What is Shallow Discourse Parsing?

A typical text consists of sentences that are glued together in a systematic way to form a coherent discourse. Shallow discourse parsing is the task of parsing a piece of text into a set of discourse relations between two adjacent or non-adjacent discourse units. We call this task shallow discourse parsing because the relations in a text are not connected to one another to form a connected structure in the form of a tree or graph.

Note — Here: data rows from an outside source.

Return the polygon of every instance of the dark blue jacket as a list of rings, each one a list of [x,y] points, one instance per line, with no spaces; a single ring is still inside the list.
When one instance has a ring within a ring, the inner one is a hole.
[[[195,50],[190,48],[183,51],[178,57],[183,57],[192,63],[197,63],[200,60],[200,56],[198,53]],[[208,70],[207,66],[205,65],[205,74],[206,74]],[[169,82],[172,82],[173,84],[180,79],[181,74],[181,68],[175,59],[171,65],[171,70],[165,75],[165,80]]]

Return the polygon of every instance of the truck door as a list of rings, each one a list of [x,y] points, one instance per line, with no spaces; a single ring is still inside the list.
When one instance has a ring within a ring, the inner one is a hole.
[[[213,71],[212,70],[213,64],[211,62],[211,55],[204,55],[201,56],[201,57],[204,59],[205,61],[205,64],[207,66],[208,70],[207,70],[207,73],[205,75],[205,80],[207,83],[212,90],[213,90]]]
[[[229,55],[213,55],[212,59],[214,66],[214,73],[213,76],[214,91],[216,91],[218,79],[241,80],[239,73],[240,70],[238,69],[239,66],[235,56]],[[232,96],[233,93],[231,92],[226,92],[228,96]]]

Discourse Analysis in the Penn Discourse Treebank

There are alternative conceptions of the discourse structure and discourse annotated corpora come in different flavors. For the CoNLL Shared Task this year, we chose to use the Penn Discourse Treebank as the shared task data set as it is the largest corpus of its kind. The PDTB annotates a text with a set of discourse relations. A discourse relation is composed of:

  • a discourse connective, which can be a coordinating conjunction (e.g., "and", "but"), subordinating conjunction (e.g. "if", "because"), or a discourse adverbial (e.g., "however", "also"). In an implicit discousre relaiton, a discourse connective is omitted.
  • two Arguments of the discourse connective, Arg1 and Arg2, which are typically text spans the size of clauses or sentences.
  • the sense of the discourse connective, which characterizes the nature of the relationship between the two arguments of the connective (e.g., contrast, instantiation, temporal precedence).

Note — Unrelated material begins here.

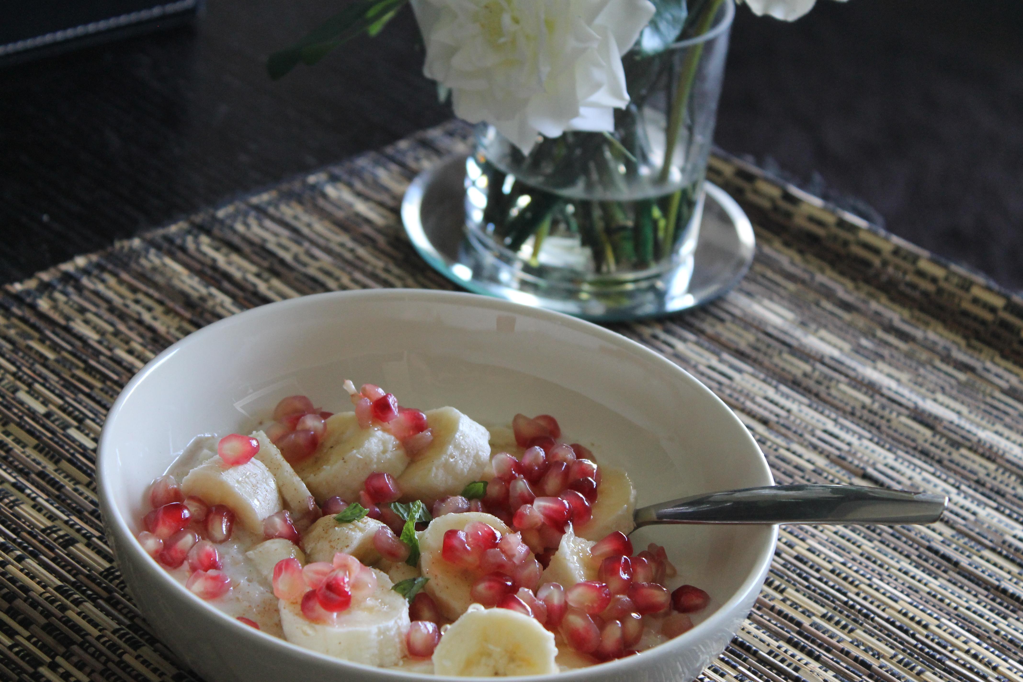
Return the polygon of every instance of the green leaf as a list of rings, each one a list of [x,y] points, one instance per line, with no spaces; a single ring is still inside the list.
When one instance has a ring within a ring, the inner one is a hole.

Examples of discourse relations

Here is a paragraph taken from the document wsj_1000 in the PDTB. A shallow discourse parser will output a bunch of discourse relations, which can be visualized below. Arg1 is shown in red, and Arg 2 is shown in blue. The discourse connective is underlined.

Explicit Discourse Relations

According to Lawrence Eckenfelder, a securities industry analyst at Prudential-Bache Securities Inc., "Kemper is the first firm to make a major statement with program trading." He added that "having just one firm do this isn't going to mean a hill of beans. But if this prompts others to consider the same thing, then it may become much more important."

The discourse connective is 'but', and the sense is Comparison.Concession.

Implicit Discourse Relations

According to Lawrence Eckenfelder, a securities industry analyst at Prudential-Bache Securities Inc., "Kemper is the first firm to make a major statement with program trading." He added that "having just one firm do this isn't going to mean a hill of beans. But if this prompts others to consider the same thing, then it may become much more important."

The omitted discourse connective is 'however'. and the sense is Comparison.Contrast.